In 1798 or 1799, Nicholas Cabell (1750–1803) of Liberty Hall, gave part of his estate to his son, Dr. George Cabell Jr. (1774–1827). George married Susanna Wyatt, daughter of a well known Lynchburg politician in 1798. The following year, Nicholas and Hannah Cabell deeded 940 acres to George as an expression of their "natural love and affection for their son." Some sources say Bon Aire was built in 1798(1) 940 acres.(3, 4) but most likely construction began about 1809 but the house was not completed until 1812 due to lack of funds.(4)
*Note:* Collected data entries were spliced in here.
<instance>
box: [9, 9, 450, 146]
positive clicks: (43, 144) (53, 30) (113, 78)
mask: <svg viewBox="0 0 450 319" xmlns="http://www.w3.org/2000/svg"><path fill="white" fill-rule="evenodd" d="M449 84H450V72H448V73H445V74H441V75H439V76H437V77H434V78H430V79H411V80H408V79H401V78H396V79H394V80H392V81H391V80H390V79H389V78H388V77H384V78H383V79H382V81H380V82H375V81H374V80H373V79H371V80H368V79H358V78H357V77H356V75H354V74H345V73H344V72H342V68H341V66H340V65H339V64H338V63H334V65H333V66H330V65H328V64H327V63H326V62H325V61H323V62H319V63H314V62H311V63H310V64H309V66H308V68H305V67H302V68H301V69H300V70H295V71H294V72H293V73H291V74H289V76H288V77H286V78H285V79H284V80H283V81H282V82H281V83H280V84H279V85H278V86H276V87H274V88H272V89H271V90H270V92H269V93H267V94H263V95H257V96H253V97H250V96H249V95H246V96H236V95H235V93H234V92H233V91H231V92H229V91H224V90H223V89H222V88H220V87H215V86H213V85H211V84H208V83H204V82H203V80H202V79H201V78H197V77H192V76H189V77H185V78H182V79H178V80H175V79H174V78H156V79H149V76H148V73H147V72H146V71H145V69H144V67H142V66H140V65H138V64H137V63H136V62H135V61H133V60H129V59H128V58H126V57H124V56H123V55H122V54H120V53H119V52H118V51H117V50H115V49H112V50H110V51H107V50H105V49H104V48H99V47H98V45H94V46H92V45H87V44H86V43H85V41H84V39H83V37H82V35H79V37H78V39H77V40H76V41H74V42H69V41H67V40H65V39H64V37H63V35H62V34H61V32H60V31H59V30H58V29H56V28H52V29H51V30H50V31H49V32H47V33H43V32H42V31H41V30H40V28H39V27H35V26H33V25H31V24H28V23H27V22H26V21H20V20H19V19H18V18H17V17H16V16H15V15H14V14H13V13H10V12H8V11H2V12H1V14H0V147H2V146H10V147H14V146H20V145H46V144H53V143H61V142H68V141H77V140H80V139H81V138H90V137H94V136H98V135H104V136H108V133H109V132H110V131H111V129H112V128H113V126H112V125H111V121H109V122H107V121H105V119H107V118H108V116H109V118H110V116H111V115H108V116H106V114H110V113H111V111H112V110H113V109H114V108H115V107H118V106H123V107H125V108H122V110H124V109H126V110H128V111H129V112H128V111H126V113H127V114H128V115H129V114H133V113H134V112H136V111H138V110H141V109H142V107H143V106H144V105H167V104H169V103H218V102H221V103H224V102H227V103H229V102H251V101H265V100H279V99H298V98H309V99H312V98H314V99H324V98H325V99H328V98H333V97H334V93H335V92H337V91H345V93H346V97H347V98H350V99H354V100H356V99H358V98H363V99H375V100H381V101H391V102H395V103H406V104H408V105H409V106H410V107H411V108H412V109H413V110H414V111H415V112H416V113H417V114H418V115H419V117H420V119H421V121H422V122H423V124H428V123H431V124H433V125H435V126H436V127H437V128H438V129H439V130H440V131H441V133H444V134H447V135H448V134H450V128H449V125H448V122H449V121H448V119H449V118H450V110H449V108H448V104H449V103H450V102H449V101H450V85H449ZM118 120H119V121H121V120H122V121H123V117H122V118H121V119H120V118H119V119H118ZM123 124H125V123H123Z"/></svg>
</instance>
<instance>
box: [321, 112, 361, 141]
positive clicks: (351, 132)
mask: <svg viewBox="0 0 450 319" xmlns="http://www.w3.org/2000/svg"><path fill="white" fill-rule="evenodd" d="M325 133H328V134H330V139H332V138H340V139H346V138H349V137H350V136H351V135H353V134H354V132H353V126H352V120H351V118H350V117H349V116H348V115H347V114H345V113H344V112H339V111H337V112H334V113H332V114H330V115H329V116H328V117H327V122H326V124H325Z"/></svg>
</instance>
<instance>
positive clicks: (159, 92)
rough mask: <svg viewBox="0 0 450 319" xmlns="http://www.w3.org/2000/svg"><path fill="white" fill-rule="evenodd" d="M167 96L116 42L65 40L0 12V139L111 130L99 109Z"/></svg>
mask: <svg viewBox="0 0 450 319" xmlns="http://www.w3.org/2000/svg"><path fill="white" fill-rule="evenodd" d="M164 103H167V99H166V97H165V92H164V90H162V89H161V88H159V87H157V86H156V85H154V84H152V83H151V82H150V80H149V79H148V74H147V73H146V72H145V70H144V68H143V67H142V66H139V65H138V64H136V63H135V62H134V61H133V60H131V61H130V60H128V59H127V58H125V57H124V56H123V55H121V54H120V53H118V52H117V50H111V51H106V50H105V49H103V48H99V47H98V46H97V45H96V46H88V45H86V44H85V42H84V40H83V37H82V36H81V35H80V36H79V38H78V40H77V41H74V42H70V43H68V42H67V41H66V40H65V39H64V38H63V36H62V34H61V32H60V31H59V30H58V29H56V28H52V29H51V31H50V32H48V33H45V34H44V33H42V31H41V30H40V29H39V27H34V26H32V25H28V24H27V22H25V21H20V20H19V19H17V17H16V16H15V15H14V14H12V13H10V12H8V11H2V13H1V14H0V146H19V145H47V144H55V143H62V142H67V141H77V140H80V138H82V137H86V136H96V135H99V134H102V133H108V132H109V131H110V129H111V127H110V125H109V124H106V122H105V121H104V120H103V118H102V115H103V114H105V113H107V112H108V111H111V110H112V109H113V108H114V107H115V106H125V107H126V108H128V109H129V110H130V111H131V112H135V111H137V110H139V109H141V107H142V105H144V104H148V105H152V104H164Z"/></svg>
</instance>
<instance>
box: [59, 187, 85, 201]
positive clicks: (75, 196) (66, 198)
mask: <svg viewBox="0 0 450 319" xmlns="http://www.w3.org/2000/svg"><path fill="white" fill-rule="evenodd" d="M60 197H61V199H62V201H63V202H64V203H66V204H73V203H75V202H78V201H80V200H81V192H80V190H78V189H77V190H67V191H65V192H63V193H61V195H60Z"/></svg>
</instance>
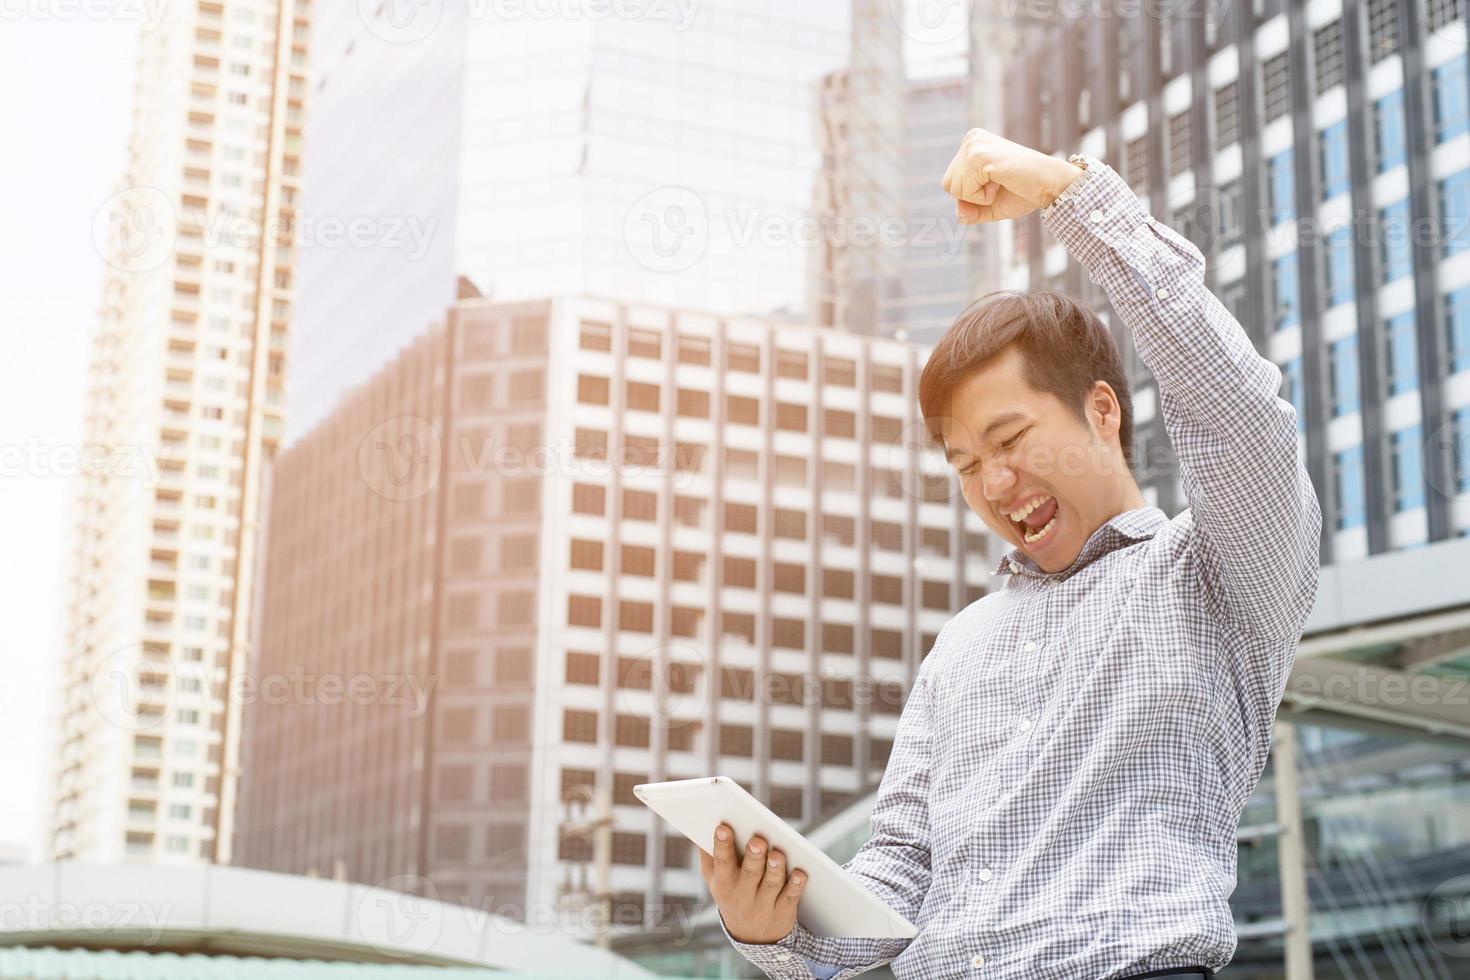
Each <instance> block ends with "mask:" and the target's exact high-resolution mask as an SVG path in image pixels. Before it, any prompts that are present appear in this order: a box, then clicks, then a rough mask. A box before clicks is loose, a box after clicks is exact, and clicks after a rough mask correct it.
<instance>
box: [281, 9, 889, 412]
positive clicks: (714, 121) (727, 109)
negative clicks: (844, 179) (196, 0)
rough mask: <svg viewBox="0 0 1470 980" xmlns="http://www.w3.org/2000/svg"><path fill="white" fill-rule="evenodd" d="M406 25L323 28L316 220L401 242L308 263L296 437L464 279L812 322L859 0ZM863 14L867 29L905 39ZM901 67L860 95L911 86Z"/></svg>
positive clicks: (412, 17) (299, 385)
It was designed after his cousin George's house, Point of Honor in Lynchburg.(3, 4) "George built his Palladian villa on a peak that permitted an unobstructed view in all directions".(4) Not long after his wife's death in 1817, George moved to Lynchburg and then to Richmond. He sold Bon Aire in 1826,(4) the year before he died. In 1972 the property was bought by Ormonde Wilcox and his wife, Barbara Dallas Cabell, great, great-granddaughter of Nathaniel Francis Cabell (Liberty Hall) and great, great, great, great-granddaughter of Col. Nicholas Cabell Sr.

== Construction Style ==
The Federal "T" plan brick house (the bricks were made at the Liberty Hall kiln) (3) is laid in Flemish bond with 3 interior end chimneys on the north, east and west walls. It is a distinctive three-part Palladian design. The two-story, three-bay house with a central pavilion has 1 ½ story flanking wings with dormers. The house is over a raised basement. Jeffersonian influence is seen in the Chippendale railings of the double portico and in the staircase which is tucked in a side arch between the entry hall and the library. A 12 × 4 ft. archway divides the entrance hall from the library.(1)

The entry is flanked by recessed-panel pilasters. "The traverse passage is an especially dignified room, designed to imply the greatest formality in a limited space. This is conveyed by the two arched openings, one marking the entry to the enclosed stair, the other framing the short barrel-vaulted entry to the parlor. In both instances, handsome arches with molded keystones spring from stop-reeded fluted pilasters. Remaining interior details, including pedestal-cap chair rails and simple molded baseboards, are restrained and unexceptional".(4) There are three rooms in the basement, three rooms plus an office and large room on the main floor and two attic rooms on the second floor. The double doors at the main entrance are still barred with oak timbers. The doors on the main level are wide Cross & Bible design and have the original brass locks.(3)

Bon Aire was remodeled in the 1940s and again in the 1950s.(3) Doric columns have been added to the portico and beneath the portico a balcony with supporting iron brackets has been added. Other additions include a tack room to the west and a country kitchen with an open porch to the east replacing the original kitchen.(1) In the 1950s an annex was added along with a second dining room, the kitchen, two storage rooms and a porch.(3) Bon Aire is two miles south of Warminster on Route 626. The woods to the north of the property abut Edgewood. The cemetery is east of the house and stables are to the west.